Let’s hope we hear about mobile DTV as much as we heard about Jay moving to prime time. The Advanced Television Systems Committee last night approved the standard for transmitting mobile DTV over the air. The effort was nearly two-and-a-half years in the making, giving Verizon a significant head-start with VCast.

The wireless carrier doesn’t break out its VCast subscriber numbers, but with nearly 88 million cellular subscribers, it’s safe to bet there’s a few million. MobiTV, which won an Emmy for its mobile TV technology, is carried by AT&T and Sprint. It surpassed 6 million subscribers worldwide in February.

The incumbent carriers mean some stiff competition for broadcasters, who have their own advantages.

One is that Verizon led with data; VCast initially was launched on the carrier’s data network and video forever buffered on the user end. Subscribers fled. It relaunched on MediaFLO, a far more reliable distribution technology. Now MediaFLO’s parent, Qualcomm, is making handsets specifically to receive MediaFLO content--FLO TV.

All of these services cost money. All are subscriber based. The great hope of mobile broadcast DTV is that it will be ad-supported and therefore free. This could work, except it will take lots of loud barking!

Mobile broadcast receivers are expected to show up at the Consumer Electronics Show in January, but they should be in the market now. Broadcasters should be slathering manufacturers with Dom and filet mignon to get receivers to market. They should comp premium air-time to push them for the holiday season. They should be pushing free mobile DTV incessantly, the way NBC let every living being on the planet know that Jay Leno would appear in prime time this season.

There should not be one single life-form in the known universe who remains unaware that mobile television can be had for free. Because free means squat anymore without some form of cache attached. This is the United States of Marketing. Even the best ideas sink without sufficient marketing. Remember terrestrial DTV, with the best-quality, high-definition video available of any system--for free? Yeah, that went over big, didn’t it. Who knew? A handful of geeks and techies, that’s who.

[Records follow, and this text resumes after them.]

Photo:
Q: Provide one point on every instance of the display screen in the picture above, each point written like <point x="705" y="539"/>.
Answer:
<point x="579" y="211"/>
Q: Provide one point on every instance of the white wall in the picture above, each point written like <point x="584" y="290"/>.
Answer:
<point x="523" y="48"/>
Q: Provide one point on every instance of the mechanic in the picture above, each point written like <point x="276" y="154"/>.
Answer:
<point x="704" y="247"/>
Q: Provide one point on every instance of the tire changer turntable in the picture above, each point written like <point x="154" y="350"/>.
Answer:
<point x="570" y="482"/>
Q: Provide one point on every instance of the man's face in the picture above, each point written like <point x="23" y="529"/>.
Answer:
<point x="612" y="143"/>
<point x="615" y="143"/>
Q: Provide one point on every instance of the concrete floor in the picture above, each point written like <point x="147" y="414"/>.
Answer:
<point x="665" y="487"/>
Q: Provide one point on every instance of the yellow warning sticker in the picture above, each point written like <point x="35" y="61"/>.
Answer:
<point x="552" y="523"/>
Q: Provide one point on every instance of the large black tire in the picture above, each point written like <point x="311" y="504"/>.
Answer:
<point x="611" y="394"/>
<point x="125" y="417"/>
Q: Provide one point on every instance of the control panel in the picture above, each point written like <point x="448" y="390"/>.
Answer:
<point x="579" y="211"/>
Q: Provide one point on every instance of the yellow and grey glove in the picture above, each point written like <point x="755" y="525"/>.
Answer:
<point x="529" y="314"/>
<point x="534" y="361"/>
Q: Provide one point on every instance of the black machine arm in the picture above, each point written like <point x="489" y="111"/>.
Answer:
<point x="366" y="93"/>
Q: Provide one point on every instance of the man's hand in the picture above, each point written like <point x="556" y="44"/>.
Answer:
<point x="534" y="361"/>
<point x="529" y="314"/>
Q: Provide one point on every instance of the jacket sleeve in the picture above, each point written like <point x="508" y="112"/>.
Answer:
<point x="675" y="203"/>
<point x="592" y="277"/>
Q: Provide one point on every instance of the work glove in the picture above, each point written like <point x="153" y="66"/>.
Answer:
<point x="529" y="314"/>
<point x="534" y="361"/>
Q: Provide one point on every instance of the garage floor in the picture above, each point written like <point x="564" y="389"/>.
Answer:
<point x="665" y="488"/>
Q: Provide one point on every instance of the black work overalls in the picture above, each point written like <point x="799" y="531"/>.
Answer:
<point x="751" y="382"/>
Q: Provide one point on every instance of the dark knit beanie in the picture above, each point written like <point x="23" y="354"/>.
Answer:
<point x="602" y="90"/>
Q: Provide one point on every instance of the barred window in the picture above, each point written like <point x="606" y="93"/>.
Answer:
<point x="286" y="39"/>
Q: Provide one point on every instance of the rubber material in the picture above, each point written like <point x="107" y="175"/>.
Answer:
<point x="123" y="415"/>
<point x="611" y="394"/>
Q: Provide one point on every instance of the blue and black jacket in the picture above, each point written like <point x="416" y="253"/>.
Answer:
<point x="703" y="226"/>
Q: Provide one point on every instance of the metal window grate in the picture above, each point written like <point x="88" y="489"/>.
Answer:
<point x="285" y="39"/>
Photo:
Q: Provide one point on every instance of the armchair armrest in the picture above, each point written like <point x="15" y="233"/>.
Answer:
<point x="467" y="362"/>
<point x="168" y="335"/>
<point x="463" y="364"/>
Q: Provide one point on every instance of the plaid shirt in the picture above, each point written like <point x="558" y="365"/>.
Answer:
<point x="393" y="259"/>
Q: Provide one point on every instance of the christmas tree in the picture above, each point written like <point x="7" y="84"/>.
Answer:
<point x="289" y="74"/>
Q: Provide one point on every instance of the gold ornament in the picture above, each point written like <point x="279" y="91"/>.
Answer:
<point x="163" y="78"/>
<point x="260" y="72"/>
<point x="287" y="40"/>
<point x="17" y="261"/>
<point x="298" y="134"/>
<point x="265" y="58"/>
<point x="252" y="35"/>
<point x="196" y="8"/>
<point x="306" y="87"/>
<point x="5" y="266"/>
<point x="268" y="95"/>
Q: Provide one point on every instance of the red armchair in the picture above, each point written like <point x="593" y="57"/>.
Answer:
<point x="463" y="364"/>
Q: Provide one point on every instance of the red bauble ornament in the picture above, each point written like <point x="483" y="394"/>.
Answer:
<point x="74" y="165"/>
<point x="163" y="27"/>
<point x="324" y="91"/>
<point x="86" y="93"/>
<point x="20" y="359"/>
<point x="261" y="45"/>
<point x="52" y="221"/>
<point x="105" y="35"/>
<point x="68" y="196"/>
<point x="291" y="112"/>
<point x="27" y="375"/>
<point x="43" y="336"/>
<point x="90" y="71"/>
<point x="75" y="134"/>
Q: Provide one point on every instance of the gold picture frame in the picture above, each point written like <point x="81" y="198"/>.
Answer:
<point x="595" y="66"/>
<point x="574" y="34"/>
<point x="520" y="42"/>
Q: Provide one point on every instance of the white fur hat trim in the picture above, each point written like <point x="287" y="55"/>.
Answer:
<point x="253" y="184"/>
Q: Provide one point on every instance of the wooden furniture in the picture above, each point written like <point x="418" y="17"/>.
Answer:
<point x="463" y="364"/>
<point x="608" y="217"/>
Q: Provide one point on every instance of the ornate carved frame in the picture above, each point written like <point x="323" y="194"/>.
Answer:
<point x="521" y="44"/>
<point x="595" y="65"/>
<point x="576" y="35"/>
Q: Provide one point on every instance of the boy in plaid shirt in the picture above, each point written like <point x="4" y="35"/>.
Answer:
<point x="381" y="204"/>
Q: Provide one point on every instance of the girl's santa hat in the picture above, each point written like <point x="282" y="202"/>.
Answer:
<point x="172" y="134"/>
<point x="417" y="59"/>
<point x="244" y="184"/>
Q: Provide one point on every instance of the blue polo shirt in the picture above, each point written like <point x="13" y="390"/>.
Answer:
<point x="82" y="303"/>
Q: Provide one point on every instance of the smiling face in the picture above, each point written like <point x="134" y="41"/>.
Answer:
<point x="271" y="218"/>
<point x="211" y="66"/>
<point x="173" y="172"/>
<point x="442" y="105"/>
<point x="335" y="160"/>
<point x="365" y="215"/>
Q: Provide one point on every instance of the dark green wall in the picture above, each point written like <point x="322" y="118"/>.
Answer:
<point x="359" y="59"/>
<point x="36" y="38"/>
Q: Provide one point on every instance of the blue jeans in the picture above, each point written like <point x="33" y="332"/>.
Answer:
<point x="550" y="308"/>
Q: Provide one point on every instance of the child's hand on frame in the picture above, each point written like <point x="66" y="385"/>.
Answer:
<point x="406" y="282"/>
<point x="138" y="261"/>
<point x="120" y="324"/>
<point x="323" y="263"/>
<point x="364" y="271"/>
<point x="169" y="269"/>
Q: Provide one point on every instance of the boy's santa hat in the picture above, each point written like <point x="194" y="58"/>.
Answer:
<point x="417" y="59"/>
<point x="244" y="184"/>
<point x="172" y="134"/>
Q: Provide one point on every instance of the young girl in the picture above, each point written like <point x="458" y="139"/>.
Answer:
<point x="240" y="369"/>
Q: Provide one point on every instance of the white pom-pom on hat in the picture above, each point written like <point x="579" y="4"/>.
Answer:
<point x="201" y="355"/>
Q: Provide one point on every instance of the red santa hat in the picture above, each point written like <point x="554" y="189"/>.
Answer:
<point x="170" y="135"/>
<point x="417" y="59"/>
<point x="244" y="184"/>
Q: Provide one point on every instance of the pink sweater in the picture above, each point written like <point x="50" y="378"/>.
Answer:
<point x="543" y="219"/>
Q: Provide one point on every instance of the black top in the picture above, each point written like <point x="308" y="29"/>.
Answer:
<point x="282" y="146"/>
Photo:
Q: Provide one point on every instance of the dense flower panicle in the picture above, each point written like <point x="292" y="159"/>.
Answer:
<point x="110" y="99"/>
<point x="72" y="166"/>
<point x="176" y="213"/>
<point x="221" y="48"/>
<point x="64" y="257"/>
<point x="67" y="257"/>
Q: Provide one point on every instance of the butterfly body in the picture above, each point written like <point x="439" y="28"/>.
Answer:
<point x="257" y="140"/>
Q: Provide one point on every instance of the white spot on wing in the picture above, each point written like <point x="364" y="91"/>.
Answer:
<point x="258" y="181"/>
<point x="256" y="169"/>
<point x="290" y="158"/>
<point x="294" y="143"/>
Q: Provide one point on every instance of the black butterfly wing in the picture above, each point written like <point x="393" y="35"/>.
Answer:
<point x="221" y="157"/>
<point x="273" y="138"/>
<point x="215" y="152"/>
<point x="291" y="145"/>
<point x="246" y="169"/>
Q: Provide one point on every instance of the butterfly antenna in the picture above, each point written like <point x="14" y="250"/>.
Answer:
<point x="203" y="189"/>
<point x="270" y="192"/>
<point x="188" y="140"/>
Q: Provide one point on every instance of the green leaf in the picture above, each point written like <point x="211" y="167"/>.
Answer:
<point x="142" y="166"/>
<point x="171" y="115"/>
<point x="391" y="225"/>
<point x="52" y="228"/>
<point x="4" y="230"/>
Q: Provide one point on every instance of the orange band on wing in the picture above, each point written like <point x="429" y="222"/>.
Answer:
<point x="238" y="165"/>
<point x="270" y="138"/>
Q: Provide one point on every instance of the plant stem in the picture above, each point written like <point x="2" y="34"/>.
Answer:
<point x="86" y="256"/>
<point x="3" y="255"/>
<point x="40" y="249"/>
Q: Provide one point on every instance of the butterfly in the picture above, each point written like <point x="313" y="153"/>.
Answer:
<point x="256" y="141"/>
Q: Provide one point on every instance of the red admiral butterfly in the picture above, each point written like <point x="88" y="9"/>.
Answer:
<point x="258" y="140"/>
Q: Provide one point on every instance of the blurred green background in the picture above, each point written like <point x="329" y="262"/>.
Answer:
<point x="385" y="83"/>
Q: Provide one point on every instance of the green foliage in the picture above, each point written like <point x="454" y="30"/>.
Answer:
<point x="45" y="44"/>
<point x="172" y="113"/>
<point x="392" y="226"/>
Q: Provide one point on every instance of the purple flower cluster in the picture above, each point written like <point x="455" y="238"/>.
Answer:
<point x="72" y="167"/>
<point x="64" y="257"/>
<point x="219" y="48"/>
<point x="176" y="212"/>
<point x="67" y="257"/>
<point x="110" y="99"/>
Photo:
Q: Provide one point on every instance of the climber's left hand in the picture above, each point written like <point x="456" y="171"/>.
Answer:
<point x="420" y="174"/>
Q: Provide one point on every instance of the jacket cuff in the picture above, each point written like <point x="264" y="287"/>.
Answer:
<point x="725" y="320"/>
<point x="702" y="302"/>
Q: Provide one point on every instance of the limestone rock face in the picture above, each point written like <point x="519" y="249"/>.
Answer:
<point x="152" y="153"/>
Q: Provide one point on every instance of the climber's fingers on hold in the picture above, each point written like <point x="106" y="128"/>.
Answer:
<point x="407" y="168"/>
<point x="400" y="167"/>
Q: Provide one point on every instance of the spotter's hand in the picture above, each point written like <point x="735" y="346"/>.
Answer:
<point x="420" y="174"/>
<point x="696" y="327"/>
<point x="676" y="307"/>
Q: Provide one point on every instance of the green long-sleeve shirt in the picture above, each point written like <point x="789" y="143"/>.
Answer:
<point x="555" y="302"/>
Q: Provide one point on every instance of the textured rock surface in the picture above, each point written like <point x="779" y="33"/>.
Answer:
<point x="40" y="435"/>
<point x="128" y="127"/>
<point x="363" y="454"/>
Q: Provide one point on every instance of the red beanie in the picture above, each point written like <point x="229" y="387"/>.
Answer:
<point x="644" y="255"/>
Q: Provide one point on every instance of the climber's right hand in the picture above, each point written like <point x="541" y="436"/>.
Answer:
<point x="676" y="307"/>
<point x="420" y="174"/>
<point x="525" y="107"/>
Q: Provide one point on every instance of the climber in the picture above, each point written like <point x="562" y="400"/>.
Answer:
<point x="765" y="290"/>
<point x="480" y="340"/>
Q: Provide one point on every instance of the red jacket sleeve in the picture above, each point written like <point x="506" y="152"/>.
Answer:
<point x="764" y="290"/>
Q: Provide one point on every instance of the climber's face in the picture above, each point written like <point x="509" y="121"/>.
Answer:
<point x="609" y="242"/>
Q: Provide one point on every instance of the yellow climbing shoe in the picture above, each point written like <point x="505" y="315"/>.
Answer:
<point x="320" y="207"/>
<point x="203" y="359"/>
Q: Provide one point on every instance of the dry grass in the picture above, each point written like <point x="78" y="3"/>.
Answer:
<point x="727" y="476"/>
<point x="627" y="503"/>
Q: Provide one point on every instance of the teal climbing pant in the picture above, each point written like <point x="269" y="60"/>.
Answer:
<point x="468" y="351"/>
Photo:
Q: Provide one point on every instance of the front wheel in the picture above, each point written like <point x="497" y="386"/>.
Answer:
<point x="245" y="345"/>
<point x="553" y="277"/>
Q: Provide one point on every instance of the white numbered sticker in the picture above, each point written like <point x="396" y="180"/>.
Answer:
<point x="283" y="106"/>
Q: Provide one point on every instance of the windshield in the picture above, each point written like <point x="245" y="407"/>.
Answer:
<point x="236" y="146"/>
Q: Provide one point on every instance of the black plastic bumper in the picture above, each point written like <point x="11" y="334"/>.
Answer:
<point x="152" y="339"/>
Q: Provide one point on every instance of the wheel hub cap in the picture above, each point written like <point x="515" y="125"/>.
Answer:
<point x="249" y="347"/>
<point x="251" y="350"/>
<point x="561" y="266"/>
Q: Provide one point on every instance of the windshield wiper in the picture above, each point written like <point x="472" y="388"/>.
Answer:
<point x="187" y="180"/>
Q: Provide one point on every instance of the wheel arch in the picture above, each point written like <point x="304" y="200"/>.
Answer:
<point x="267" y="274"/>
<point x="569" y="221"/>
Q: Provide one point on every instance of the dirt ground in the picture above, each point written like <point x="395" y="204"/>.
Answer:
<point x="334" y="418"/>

Mobile DTV could work. It could very well be the revenue stream that saves the broadcast television industry--if people know about it. Having a couple of anchors push the service in a few newscasts is not enough. Billboards. Air time. Sponsored extreme athletes. Pink as a spokeswoman. The ATSC M/H comet. Ads at bus stops, in local neighborhood rags, on the radio, in the air from smoke-trailing biplanes.

Just this once, I hope this industry uses the power of its own platform to predicate its success rather than the petard-hoisting that was terrestrial DTV. It’s OK to take a lesson from HBO. C’mon. Feel the noise.